Researchers at the University of California, Santa Cruz, and the University of California, Los Angeles (UCLA) have identified abnormal signaling pathways in metastatic prostate cancer cells that play a crucial role in tumor cell proliferation and in resistance to androgen-deprivation therapy.
Results of the study, “Phosphoproteome Integration Reveals Patient-Specific Networks in Prostate Cancer,” published in the journal Cell, also reveal a new computational approach that analyzes patient-specific data and identifies tailored targets for therapy, helping doctors select the most effective drugs for individual patients.
“It’s like having a blueprint for each tumor. This is our dream for personalized cancer therapy, so we’re not just guessing anymore about which drugs will work but can choose drug targets based on what’s driving that patient’s cancer,” Josh Stuart, the Baskin professor of biomolecular engineering at UC Santa Cruz, director of cancer and stem cell genomics at the university’s Genomics Institute, and a senior corresponding author of the paper, said in a press release.
Identifying the genetic mutations present in cancer cells may improve personalized cancer treatment in the future. But interpreting the data to understand which mutations are actually driving a patient’s tumor remains a challenge.
Researchers integrated data from genome mutations with data assessing which pathways were active in prostate cancer cells. To do that, they examined the phosphorylation status of each protein. Phosphorylation, which consists of the addition of a phosphate group to specific parts of a protein, is a key step in many signaling pathways as it can activate or deactivate specific proteins.
By mapping which proteins had more or less phosphate groups in prostate cancer cells compared to healthy prostate cells, scientists were able to identify specific kinases — the proteins that add the phosphate to other proteins — whose inhibition could potentially decrease cancer cell proliferation.
In fact, many new cancer drugs are kinase inhibitors, meaning that identifying the specific kinases involved in the progression of a patient’s cancer could help doctors choose the appropriate kinase inhibitors.

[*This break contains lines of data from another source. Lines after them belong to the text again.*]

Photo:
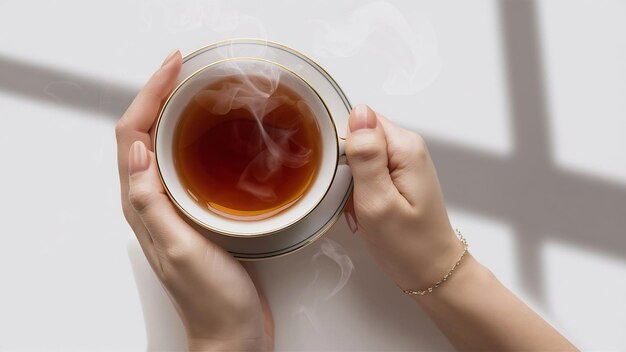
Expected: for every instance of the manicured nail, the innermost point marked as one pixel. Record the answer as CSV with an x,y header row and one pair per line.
x,y
362,117
138,160
170,57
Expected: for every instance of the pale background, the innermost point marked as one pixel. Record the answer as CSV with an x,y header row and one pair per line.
x,y
523,105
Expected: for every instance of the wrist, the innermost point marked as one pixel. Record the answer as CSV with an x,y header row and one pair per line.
x,y
235,344
432,259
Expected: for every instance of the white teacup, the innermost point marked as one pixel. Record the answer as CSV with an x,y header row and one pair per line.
x,y
332,149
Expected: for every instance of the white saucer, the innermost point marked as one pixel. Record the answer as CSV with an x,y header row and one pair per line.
x,y
316,223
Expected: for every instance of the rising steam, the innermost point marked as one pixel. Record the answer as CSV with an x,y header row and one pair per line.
x,y
257,93
311,298
408,47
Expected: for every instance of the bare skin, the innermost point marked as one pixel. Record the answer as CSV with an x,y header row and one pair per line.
x,y
213,294
401,215
400,209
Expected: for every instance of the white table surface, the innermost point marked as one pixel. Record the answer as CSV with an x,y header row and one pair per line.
x,y
522,104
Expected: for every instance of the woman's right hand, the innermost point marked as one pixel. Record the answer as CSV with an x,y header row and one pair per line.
x,y
398,202
399,206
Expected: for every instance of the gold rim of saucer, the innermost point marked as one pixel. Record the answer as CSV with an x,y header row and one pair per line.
x,y
239,234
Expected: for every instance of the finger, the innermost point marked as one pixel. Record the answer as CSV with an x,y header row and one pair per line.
x,y
349,214
143,110
408,158
130,129
366,151
168,231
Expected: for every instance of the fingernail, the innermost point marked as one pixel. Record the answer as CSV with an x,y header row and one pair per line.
x,y
351,221
138,160
170,57
362,118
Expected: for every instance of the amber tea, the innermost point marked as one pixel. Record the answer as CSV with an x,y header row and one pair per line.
x,y
247,147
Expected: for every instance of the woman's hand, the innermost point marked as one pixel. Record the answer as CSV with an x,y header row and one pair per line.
x,y
213,294
398,201
399,206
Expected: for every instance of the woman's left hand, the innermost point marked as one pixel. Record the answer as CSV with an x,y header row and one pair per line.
x,y
213,294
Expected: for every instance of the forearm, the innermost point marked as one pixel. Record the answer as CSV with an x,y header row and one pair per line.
x,y
476,312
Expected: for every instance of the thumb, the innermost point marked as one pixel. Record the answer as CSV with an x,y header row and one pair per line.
x,y
147,196
366,151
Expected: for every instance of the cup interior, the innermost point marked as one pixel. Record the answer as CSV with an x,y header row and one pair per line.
x,y
164,148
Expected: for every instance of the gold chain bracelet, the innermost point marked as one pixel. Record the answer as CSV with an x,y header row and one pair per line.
x,y
447,276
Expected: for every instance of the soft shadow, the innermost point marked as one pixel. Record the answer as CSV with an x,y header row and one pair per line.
x,y
527,190
65,88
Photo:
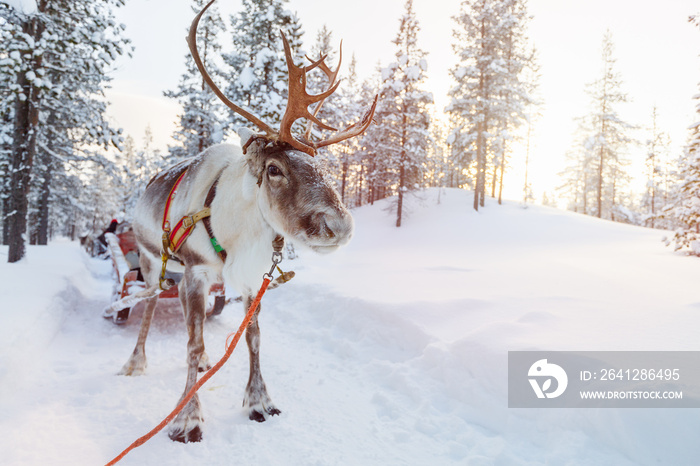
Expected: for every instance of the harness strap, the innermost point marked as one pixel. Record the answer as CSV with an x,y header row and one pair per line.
x,y
221,252
174,238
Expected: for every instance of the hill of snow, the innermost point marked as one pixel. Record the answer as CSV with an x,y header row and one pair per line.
x,y
390,351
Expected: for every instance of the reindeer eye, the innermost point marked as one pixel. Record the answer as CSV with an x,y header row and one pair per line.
x,y
273,170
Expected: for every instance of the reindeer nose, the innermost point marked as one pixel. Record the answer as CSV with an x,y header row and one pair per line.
x,y
326,231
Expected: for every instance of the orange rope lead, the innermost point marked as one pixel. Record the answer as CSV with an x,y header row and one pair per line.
x,y
229,351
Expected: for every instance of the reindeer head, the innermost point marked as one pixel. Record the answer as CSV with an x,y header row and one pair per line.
x,y
294,196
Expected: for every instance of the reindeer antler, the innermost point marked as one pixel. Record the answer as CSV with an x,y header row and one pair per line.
x,y
297,103
192,42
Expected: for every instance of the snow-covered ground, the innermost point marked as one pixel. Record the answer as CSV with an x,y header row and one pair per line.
x,y
392,351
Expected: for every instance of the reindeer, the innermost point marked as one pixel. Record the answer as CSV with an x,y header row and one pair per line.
x,y
256,196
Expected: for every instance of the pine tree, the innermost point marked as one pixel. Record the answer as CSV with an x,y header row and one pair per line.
x,y
685,211
596,176
201,120
57,62
488,98
655,196
404,109
258,76
609,135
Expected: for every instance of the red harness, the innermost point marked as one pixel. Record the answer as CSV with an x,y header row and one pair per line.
x,y
174,238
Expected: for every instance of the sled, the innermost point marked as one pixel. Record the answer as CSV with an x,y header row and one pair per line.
x,y
129,286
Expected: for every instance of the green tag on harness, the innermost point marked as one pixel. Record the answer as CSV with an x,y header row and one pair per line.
x,y
216,245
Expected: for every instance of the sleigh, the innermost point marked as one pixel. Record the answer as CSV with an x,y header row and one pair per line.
x,y
129,285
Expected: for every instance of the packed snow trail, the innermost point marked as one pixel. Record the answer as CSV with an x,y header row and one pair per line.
x,y
391,351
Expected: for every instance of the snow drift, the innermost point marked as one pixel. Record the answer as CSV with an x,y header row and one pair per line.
x,y
391,351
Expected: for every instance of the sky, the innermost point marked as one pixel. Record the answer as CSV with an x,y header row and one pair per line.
x,y
657,53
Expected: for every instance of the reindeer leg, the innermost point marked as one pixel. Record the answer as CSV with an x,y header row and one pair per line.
x,y
136,365
256,401
187,426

“Having the phosphoproteomics data in addition to the traditional genomics and transcriptomics enabled us to get a more comprehensive view of aberrant signaling in this disease,” said Evan Paull, who was a grad student in Stuart’s lab at UC Santa Cruz who led the computational analyses. “We developed a method to integrate these multiple large datasets to understand what’s driving the disease in individual patients.”
The researchers have already generated an online tool named pCHIPS that will allow other doctors to insert patient data and receive information about the signaling pathways activated in their cancer cells.

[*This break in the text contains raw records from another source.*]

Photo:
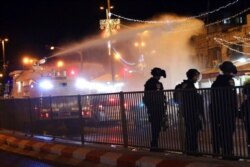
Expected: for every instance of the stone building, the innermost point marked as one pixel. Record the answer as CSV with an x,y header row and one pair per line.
x,y
229,40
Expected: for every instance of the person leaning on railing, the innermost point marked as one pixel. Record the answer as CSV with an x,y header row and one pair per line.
x,y
191,106
154,99
223,110
245,112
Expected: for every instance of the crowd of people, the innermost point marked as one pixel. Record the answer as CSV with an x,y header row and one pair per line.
x,y
223,109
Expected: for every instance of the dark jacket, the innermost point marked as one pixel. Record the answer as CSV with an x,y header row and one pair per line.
x,y
191,102
223,101
154,98
245,106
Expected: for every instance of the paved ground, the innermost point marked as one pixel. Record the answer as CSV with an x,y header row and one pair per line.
x,y
10,159
69,155
16,157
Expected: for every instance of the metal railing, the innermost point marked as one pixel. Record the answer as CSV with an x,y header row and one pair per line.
x,y
204,121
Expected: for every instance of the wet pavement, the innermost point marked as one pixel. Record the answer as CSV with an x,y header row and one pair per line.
x,y
8,159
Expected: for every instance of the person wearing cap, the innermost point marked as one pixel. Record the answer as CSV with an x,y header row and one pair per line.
x,y
244,113
191,108
154,100
223,109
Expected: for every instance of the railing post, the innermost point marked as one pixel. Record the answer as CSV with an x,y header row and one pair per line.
x,y
124,120
81,120
31,120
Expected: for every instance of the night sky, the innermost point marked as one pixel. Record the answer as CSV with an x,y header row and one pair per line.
x,y
31,25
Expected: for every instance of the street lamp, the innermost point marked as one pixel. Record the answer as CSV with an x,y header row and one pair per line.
x,y
78,52
109,25
3,48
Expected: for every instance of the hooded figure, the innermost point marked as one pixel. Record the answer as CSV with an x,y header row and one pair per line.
x,y
191,107
245,112
223,109
154,99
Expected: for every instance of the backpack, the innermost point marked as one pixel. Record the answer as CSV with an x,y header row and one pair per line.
x,y
176,93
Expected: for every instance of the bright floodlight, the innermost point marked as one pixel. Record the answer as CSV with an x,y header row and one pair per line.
x,y
81,83
242,60
46,84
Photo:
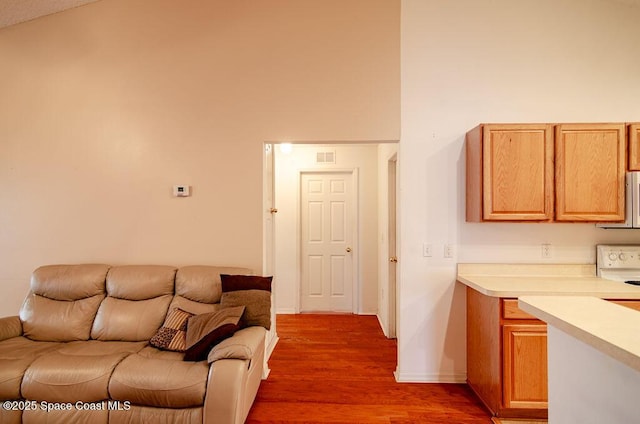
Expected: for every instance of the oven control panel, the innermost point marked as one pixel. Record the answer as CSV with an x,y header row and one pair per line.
x,y
618,256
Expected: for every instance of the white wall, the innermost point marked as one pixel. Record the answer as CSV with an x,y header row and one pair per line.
x,y
386,152
360,157
587,386
465,62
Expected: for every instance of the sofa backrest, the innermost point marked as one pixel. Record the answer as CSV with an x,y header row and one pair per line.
x,y
63,302
125,303
138,297
198,287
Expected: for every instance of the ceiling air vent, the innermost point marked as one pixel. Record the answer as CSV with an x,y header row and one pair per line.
x,y
326,157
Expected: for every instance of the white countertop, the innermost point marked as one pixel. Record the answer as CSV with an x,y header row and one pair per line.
x,y
610,328
515,280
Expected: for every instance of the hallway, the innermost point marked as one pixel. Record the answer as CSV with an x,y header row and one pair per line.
x,y
339,369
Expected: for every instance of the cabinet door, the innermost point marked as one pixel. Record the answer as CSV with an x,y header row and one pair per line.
x,y
517,175
524,366
634,147
590,172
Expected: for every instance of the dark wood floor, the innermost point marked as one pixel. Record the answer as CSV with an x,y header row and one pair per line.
x,y
339,369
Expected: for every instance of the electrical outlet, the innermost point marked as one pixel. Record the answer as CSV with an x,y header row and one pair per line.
x,y
448,250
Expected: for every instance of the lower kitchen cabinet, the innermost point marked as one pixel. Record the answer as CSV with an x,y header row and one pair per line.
x,y
506,357
524,366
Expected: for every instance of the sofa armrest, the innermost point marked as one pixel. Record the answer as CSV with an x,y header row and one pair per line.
x,y
233,383
242,345
10,327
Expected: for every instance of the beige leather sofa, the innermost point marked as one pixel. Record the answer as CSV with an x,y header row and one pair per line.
x,y
79,351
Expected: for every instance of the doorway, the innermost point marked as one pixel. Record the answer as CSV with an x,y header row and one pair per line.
x,y
369,254
327,223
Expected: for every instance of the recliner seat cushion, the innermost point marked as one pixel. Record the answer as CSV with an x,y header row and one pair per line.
x,y
78,371
159,378
16,354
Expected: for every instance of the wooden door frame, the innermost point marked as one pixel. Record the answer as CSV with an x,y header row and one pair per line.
x,y
356,301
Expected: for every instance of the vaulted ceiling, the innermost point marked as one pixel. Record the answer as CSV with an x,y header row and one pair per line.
x,y
16,11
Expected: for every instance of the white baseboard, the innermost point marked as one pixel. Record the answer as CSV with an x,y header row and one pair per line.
x,y
430,378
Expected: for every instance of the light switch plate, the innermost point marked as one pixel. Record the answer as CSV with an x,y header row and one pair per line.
x,y
181,191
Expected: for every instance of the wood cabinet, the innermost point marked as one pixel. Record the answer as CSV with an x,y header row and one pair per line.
x,y
546,172
524,356
590,172
634,147
633,304
506,357
510,173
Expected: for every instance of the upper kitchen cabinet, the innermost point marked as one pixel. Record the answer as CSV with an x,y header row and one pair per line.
x,y
510,172
634,147
590,164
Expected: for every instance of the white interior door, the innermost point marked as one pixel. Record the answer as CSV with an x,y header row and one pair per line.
x,y
393,255
327,217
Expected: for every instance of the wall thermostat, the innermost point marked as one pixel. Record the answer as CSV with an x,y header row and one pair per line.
x,y
181,191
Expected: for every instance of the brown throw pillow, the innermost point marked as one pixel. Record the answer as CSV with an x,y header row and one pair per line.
x,y
251,291
172,334
204,331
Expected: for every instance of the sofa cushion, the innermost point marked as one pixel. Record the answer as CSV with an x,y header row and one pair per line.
x,y
129,320
251,291
144,414
207,330
202,283
153,377
140,282
74,415
63,302
76,371
16,354
46,319
69,282
172,334
138,297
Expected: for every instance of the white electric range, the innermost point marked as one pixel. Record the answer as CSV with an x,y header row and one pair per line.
x,y
618,262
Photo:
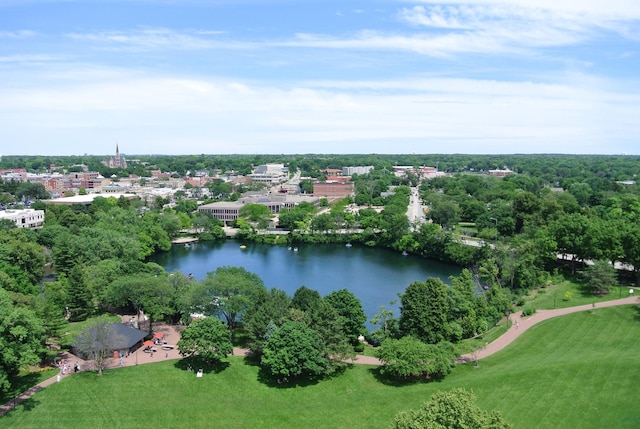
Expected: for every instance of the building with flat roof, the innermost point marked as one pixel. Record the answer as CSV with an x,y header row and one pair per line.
x,y
27,218
229,211
333,190
361,169
86,200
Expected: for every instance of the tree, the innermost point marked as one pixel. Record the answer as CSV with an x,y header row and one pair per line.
x,y
294,350
445,213
98,341
22,339
271,311
79,304
424,310
387,322
143,291
409,357
205,340
230,291
600,277
455,409
350,311
326,321
305,298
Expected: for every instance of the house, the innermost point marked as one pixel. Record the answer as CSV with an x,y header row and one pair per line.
x,y
27,218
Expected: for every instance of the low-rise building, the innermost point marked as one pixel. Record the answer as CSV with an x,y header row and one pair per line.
x,y
333,190
27,218
229,211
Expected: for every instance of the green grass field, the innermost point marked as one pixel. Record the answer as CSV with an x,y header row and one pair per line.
x,y
575,371
554,296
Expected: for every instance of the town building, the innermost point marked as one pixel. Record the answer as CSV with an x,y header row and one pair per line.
x,y
333,190
500,173
118,161
350,171
229,211
26,218
269,174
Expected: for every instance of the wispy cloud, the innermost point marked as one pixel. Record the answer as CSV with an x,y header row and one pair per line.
x,y
446,28
204,115
154,38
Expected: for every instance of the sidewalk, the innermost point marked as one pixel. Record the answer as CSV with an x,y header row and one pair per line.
x,y
519,325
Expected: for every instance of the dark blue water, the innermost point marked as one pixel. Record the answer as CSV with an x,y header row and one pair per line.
x,y
375,276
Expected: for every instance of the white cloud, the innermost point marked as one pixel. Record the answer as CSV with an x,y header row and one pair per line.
x,y
154,38
165,114
624,10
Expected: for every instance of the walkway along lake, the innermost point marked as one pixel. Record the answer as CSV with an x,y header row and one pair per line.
x,y
374,275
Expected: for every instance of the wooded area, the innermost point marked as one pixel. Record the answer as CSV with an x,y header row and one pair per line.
x,y
90,259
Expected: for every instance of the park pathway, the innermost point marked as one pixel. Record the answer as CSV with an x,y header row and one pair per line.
x,y
518,326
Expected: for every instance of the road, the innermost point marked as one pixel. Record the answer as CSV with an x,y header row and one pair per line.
x,y
414,211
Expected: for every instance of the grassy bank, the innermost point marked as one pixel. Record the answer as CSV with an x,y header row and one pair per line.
x,y
580,370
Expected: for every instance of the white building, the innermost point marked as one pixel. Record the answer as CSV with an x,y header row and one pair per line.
x,y
27,218
361,170
270,174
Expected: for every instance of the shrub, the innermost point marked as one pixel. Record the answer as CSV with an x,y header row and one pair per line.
x,y
528,311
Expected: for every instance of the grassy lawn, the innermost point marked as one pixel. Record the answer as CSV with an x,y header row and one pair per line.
x,y
580,370
554,296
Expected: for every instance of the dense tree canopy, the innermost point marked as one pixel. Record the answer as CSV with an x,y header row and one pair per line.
x,y
294,350
455,409
205,341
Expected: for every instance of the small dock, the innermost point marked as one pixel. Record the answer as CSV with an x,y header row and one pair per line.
x,y
184,240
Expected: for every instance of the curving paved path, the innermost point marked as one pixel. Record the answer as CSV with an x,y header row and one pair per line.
x,y
519,325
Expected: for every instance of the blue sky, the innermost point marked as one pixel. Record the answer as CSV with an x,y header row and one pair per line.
x,y
325,76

“For now it’s a research tool, but the hope is to have a strategy like this to use in the clinic,” Stuart said. “These mutations in the genome create a lot of havoc in the cell, and trying to interpret the genomic information can be overwhelming. You need the computer to help you make sense of it and find the Achilles heel in the network that you can hit with a drug.”

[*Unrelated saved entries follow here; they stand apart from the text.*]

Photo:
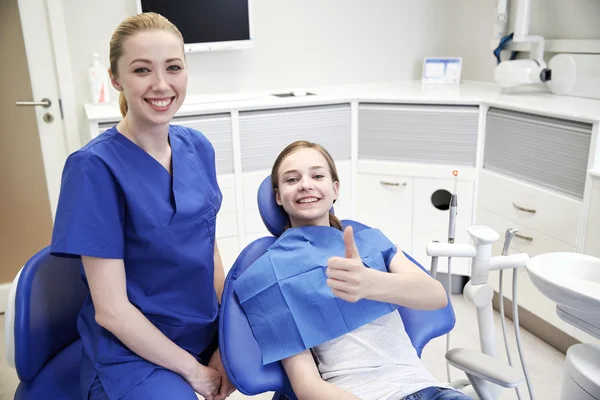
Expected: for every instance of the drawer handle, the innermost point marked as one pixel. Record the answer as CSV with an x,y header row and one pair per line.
x,y
529,210
528,238
384,183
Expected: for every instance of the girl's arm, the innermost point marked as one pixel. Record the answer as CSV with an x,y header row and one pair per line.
x,y
306,380
406,285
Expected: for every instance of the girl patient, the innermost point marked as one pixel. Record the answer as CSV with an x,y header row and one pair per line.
x,y
377,360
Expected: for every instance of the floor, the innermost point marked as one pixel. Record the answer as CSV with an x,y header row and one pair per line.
x,y
543,363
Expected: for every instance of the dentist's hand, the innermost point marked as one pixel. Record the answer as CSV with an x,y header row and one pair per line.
x,y
226,387
347,276
205,381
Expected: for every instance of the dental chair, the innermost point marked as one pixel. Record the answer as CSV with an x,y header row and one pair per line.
x,y
239,350
42,341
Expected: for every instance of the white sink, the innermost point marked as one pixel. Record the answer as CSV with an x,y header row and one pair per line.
x,y
571,280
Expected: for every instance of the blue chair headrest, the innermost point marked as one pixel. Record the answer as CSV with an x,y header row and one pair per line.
x,y
272,214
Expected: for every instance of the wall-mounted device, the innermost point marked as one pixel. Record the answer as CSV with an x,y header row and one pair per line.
x,y
207,25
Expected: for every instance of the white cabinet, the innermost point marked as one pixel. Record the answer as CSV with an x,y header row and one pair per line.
x,y
385,202
551,213
592,238
546,221
533,243
431,219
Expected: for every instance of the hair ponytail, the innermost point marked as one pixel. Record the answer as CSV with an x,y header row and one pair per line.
x,y
130,26
123,104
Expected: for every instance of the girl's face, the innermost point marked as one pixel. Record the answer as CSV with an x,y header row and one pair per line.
x,y
306,188
153,76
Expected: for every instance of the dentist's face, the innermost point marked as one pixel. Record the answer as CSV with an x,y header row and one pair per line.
x,y
306,189
153,76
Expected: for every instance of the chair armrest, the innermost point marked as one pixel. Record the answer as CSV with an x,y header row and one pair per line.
x,y
475,363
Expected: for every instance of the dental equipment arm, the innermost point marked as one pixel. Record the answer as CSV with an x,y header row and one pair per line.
x,y
486,373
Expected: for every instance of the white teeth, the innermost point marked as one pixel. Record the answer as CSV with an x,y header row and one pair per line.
x,y
308,200
162,103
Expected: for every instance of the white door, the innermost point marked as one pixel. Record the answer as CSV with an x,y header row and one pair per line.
x,y
32,142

In addition, the team identified a mechanism through which prostate cancer cells become resistant to androgen deprivation therapies. The therapies, which rely on the fact that prostate cancer cell growth is stimulated by male sex hormones, impair the androgen signaling pathway either by reducing androgen synthesis or by blocking the receptor. However, most cases of prostate cancer eventually become resistant to such therapies.